您可以從頭到尾掃描列表，同時將遇到的配對map到它們的第一個位置。 每當您處理一對時，您都會檢查之前是否遇到過它。 如果是這種情況，則 b 中第一次遭遇的索引和當前遭遇的索引都必須設置為 False。 否則，我們只需將當前索引添加到遇到的對的映射中，而不會更改 b。 b 最初將開始所有True 。 為了保持相同的[1,2]和[2,1] ，我首先簡單地對這對進行排序，以獲得穩定的表示。 代碼看起來像這樣：

def proc(a):
  b = [True] * len(a) # Better way to allocate this
  filter = {}
  idx = 0
  for p in a:
    m = min(p)
    M = max(p)
    pp = (m, M)
    if pp in filter:
      # We've found the element once previously
      # Need to mark both it and the current value as "False"
      # If we encounter pp multiple times, we'll set the initial
      # value to False multiple times, but that's not an issue
      b[filter[pp]] = False
      b[idx] = False
    else:
      # This is the first time we encounter pp, so we just add it
      # to the filter for possible later encounters, but don't affect
      # b at all.
      filter[pp] = idx
    idx++
  return b

時間復雜度是O(len(a))這很好，但空間復雜度也是O(len(a)) （對於filter ），所以這可能不是那么好。 根據您的靈活性，您可以使用近似過濾器，例如布隆過濾器。

Answer 4

#-*- coding : utf-8 -*-
a = [[1, 2], [3, 6], [2, 1], [3, 5], [3, 6]]
result = filter(lambda el:(a.count([el[0],el[1]]) + a.count([el[1],el[0]]) == 1),a)
bool_res = [ (a.count([el[0],el[1]]) + a.count([el[1],el[0]]) == 1) for el in a]
print result
print bool_res

給出：

[[3, 5]]
[False, False, False, True, False]

Answer 5

將字典用於 O(n) 解決方案。

a = [ [1, 2], [3, 6], [2, 1], [3, 5], [3, 6] ]

dict = {}
boolList = []

# Iterate through a
for i in range (len(a)):

    # Assume that this element is not a duplicate
    # This 'True' is added to the corresponding index i of boolList
    boolList += [True]

    # Set elem to the current pair in the list
    elem = a[i]

    # If elem is in ascending order, it will be entered into the map as is
    if elem[0] <= elem[1]:
        key = repr(elem)
    # If not, change it into ascending order so keys can easily be compared
    else:
        key = repr( [ elem[1] ] + [ elem[0] ])

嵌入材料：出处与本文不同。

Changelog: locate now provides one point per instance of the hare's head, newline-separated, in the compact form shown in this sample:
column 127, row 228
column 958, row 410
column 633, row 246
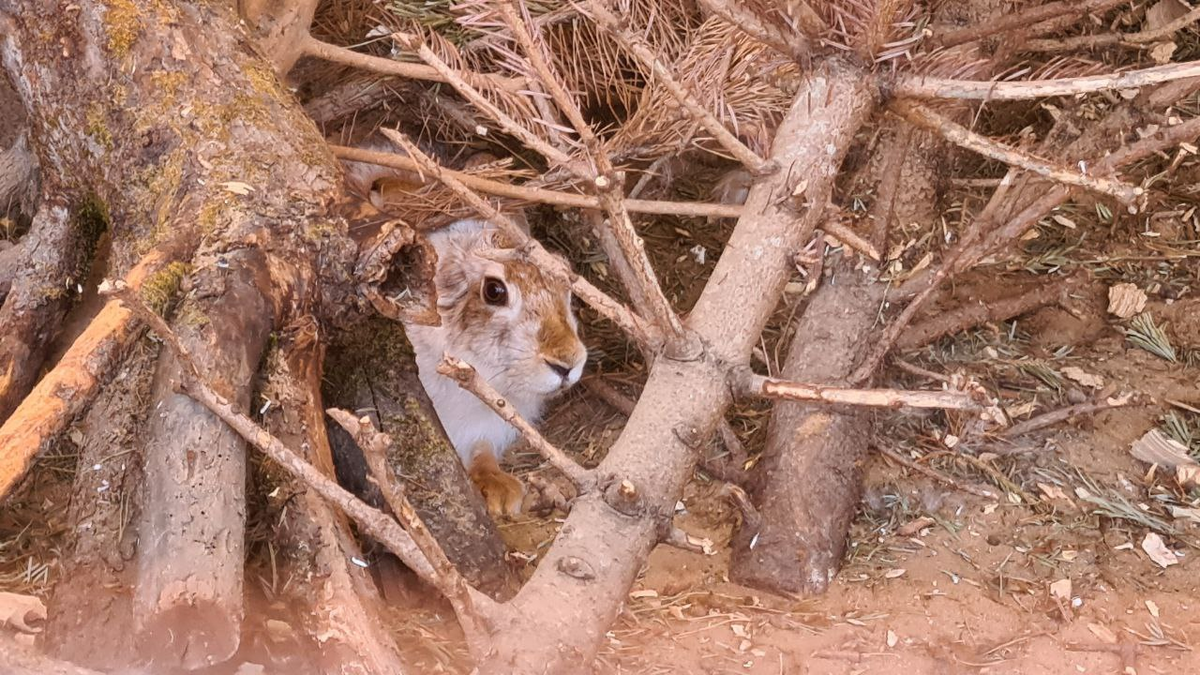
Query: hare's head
column 508, row 318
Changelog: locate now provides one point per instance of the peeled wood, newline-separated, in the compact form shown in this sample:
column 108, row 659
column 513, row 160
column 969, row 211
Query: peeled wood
column 561, row 615
column 90, row 614
column 808, row 483
column 58, row 254
column 187, row 603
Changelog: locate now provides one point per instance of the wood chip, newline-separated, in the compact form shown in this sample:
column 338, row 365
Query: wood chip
column 1061, row 590
column 1083, row 377
column 1159, row 449
column 17, row 610
column 1126, row 300
column 1103, row 633
column 1157, row 550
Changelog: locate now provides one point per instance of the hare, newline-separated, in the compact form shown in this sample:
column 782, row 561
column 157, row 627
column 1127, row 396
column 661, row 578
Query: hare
column 515, row 324
column 510, row 321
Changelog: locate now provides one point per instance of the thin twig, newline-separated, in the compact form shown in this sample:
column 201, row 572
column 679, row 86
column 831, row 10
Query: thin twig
column 1062, row 414
column 975, row 312
column 538, row 195
column 637, row 47
column 336, row 54
column 754, row 384
column 921, row 87
column 598, row 299
column 1018, row 21
column 985, row 234
column 375, row 446
column 850, row 238
column 935, row 475
column 961, row 136
column 469, row 380
column 1110, row 39
column 455, row 79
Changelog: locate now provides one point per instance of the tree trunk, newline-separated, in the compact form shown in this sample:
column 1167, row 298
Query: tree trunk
column 372, row 372
column 558, row 619
column 187, row 604
column 57, row 257
column 90, row 610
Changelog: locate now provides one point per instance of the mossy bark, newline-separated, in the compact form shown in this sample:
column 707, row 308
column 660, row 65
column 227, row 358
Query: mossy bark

    # If this pair has not yet been seen, add it as a key to the dictionary
    # with the value a list containing its index in a.
    if key not in dict:
        dict[key] = [i]
    # If this pair is a duploicate, add the new index to the dict. The value
    # of the key will contain a list containing the indeces of that pair in a.
    else:
        # Change the value to contain the new index
        dict[key] += [i]

        # Change boolList for this to True for this index
        boolList[i] = False

        # If this is the first duplicate for the pair, make the first
        # occurrence of the pair into a duplicate as well.
        if len(dict[key]) <= 2:
            boolList[ dict[key][0] ] = False

print a
print boolList